Bondholders take control
Upon closing, Oak Hill Advisors, Blantyre Capital Limited, and HIG Capital are anticipated to take a leading role. This would alter the shareholding of Food Delivery Brands, the current owner of the company’s primary debt, including Fortress Investment Group LLC and TREO. AM would assume control of the group and existing shareholders would be fully diluted.
The new shareholders are set to inject fresh funds totaling 31 million euros to safeguard the group’s liquidity while all legal steps are finalized as the company disclosed in a related filing.
Additional support could expand to around 60 million by the end of the process, underscoring the bondholders’ confidence in the company and its prospects. An extra 11 million is planned to be added to existing shareholders after judicial approval of the process.

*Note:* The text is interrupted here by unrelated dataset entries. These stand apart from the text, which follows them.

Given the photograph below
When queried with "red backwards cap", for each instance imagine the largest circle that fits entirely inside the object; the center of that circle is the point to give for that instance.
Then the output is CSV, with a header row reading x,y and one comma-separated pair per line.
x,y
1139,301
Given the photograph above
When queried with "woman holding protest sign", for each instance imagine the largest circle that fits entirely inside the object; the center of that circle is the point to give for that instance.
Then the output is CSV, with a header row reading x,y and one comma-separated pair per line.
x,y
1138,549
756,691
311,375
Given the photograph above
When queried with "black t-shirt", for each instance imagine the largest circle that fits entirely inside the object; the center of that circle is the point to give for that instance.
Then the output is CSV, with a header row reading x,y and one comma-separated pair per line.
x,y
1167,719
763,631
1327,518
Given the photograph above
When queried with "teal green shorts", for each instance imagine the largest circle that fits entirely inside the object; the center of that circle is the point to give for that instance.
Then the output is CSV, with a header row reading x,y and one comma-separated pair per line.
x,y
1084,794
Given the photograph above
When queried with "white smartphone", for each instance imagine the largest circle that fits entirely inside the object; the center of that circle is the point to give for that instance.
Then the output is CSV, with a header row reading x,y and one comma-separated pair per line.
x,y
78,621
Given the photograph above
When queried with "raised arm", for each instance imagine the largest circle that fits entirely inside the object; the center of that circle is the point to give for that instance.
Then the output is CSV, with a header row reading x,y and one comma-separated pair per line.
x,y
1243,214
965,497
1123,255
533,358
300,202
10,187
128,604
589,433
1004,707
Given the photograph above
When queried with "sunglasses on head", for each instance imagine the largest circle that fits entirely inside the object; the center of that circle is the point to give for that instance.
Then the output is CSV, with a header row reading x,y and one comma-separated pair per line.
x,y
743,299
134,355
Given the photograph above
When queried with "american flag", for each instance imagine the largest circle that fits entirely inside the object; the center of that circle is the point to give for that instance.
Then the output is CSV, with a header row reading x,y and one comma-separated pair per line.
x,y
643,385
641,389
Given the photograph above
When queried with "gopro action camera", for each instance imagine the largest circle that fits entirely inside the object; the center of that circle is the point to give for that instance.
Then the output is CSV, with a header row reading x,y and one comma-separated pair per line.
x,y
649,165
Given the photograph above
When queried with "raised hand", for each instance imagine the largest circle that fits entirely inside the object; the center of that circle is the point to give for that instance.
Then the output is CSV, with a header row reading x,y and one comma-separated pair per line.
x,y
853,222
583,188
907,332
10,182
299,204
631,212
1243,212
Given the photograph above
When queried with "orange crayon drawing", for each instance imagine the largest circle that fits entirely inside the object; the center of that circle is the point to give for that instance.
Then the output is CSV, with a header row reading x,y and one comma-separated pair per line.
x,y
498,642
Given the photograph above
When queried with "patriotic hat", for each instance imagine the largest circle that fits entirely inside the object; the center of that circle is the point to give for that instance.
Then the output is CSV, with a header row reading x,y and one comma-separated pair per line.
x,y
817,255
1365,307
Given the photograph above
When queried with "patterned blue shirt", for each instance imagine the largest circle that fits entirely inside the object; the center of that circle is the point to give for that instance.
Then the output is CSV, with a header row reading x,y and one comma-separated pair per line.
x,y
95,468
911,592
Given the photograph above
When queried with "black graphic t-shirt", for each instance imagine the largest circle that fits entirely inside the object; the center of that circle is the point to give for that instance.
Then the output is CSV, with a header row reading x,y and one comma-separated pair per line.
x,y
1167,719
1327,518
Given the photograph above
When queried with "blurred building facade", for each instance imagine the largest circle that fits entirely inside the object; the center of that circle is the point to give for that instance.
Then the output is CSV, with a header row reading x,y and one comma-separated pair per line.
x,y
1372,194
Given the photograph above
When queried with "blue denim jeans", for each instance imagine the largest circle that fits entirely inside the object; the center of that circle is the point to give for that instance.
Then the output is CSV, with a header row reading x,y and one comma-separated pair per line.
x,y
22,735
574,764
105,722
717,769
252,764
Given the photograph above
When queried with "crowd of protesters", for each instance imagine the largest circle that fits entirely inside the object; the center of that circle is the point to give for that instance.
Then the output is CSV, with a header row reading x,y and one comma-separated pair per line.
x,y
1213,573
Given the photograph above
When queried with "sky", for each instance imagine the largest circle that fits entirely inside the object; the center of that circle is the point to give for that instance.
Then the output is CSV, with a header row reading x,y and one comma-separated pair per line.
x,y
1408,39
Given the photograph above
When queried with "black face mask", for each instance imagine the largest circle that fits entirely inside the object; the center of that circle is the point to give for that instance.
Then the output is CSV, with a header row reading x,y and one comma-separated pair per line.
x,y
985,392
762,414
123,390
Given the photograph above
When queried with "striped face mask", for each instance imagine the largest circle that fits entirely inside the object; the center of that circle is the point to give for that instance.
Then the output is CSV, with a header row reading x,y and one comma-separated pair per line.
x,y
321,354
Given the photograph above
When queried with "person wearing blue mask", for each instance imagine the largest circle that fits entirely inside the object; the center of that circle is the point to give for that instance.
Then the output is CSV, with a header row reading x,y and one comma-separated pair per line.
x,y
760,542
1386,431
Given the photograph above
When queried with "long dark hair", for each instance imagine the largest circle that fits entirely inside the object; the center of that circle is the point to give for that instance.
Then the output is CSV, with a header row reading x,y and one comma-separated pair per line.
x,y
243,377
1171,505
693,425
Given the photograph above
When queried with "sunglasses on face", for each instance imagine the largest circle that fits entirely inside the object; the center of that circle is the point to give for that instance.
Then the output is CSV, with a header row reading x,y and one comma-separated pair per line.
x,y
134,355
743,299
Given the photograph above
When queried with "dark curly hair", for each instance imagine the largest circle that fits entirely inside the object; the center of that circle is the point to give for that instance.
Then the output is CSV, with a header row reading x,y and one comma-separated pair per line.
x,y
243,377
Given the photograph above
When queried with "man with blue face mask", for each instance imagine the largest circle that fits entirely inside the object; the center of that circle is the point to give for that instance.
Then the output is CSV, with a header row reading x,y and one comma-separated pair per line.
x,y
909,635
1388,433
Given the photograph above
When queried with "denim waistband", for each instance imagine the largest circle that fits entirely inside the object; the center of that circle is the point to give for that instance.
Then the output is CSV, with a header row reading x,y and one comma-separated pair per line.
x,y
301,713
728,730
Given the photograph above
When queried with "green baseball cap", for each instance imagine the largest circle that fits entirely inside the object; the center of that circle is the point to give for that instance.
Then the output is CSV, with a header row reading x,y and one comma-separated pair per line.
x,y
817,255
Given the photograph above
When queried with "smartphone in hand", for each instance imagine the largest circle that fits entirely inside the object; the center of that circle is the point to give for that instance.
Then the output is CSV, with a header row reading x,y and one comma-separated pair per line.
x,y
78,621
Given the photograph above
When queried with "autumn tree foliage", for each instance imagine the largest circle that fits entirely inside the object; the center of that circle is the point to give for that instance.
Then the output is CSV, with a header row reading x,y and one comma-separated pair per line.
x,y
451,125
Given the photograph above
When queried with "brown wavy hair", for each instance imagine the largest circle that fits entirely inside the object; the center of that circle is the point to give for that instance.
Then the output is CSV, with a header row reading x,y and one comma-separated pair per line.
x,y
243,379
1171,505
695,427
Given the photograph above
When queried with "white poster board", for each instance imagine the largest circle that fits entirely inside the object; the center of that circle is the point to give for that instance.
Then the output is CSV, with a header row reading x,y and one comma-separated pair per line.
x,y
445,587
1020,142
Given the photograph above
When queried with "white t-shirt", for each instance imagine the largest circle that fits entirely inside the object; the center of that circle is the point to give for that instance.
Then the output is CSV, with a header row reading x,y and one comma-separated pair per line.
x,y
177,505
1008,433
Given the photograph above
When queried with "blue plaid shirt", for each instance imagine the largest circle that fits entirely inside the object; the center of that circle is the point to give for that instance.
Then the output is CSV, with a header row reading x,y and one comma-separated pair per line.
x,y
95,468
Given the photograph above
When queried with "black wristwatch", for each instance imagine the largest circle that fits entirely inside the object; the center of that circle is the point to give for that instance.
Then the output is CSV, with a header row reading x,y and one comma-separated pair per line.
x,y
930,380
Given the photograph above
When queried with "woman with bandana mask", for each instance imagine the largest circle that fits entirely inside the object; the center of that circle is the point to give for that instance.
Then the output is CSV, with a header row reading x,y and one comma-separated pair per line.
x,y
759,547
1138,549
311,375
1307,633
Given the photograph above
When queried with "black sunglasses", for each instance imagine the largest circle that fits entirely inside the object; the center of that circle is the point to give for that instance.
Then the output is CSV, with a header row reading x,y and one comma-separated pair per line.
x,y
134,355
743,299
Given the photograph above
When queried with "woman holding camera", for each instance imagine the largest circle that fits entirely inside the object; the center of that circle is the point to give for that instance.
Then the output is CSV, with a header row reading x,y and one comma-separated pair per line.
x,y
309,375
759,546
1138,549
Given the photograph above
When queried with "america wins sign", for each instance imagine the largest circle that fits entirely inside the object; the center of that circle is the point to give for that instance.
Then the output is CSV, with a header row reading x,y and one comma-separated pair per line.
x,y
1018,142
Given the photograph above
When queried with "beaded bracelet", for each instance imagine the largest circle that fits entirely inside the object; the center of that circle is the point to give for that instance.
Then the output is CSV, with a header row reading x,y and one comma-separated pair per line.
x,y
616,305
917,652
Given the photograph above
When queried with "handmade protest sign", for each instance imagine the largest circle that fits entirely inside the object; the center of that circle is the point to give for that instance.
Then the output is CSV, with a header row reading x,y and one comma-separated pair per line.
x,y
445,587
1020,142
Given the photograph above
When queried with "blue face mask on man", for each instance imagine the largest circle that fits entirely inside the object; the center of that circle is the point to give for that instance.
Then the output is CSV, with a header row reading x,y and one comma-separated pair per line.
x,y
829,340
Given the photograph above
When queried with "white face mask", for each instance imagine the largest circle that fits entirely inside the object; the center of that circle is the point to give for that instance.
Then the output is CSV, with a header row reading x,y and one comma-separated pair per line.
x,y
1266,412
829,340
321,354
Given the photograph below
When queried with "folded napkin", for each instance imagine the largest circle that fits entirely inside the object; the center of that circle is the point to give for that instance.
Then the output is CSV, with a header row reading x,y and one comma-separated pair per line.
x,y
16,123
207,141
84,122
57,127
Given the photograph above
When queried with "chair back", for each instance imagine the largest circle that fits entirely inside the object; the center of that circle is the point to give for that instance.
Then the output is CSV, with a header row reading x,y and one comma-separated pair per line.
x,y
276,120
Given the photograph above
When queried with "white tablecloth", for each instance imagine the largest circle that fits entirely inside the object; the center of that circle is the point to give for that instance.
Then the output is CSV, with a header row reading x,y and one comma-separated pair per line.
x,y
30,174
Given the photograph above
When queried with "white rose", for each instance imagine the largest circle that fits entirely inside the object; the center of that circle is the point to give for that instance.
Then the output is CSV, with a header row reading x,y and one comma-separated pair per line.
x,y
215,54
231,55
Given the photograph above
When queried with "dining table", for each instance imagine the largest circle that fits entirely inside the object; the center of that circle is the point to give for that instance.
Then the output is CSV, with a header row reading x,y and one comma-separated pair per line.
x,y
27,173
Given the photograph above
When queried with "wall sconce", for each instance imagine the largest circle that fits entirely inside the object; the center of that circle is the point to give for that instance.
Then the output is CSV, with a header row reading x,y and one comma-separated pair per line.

The debt restructuring agreement includes capitalizing a substantial portion of the group’s current debt, roughly 50 percent, at a discount near 240 million euros, and extending the repayment terms to 2028. This restructuring translates into a projected leverage profile that shows improved EBITDA levels in the coming years.
Creditors have also agreed to renew the temporary suspension on interest payments on premium bonds, first granted on January 16 and extended through July 17, 2023, and subsequently extended to October 16, 2023.
Results presentation
The deadline for submitting 2022 results has been extended to July 2023.
The operation marks a turning point for the group and signals a new, healthier phase. It is expected to affect the 2022 accounts, influence the investments made by existing shareholders, and alter their stake following the refinancing process.
The depreciation noted is purely accounting-related. Reported revenue, measured at constant exchange rates, exceeded 1.3 billion euros in 2022, up 10.4 percent versus 2021, but this figure does not fully reflect the business’s resilience or long-term momentum.
278 million adjustments
While 2022 may show an accounting loss of 278 million euros, the loss is tied to the adjustments for existing shareholder investments and the higher financial burden borne by those shareholders. The loss is expected to shrink sharply after the debt and refinancing are completed.
Excluding these factors, adjusted EBITDA under IFRS16 would be 58 million euros, about 18 percent lower than 2021 due to inflationary effects on operating margins.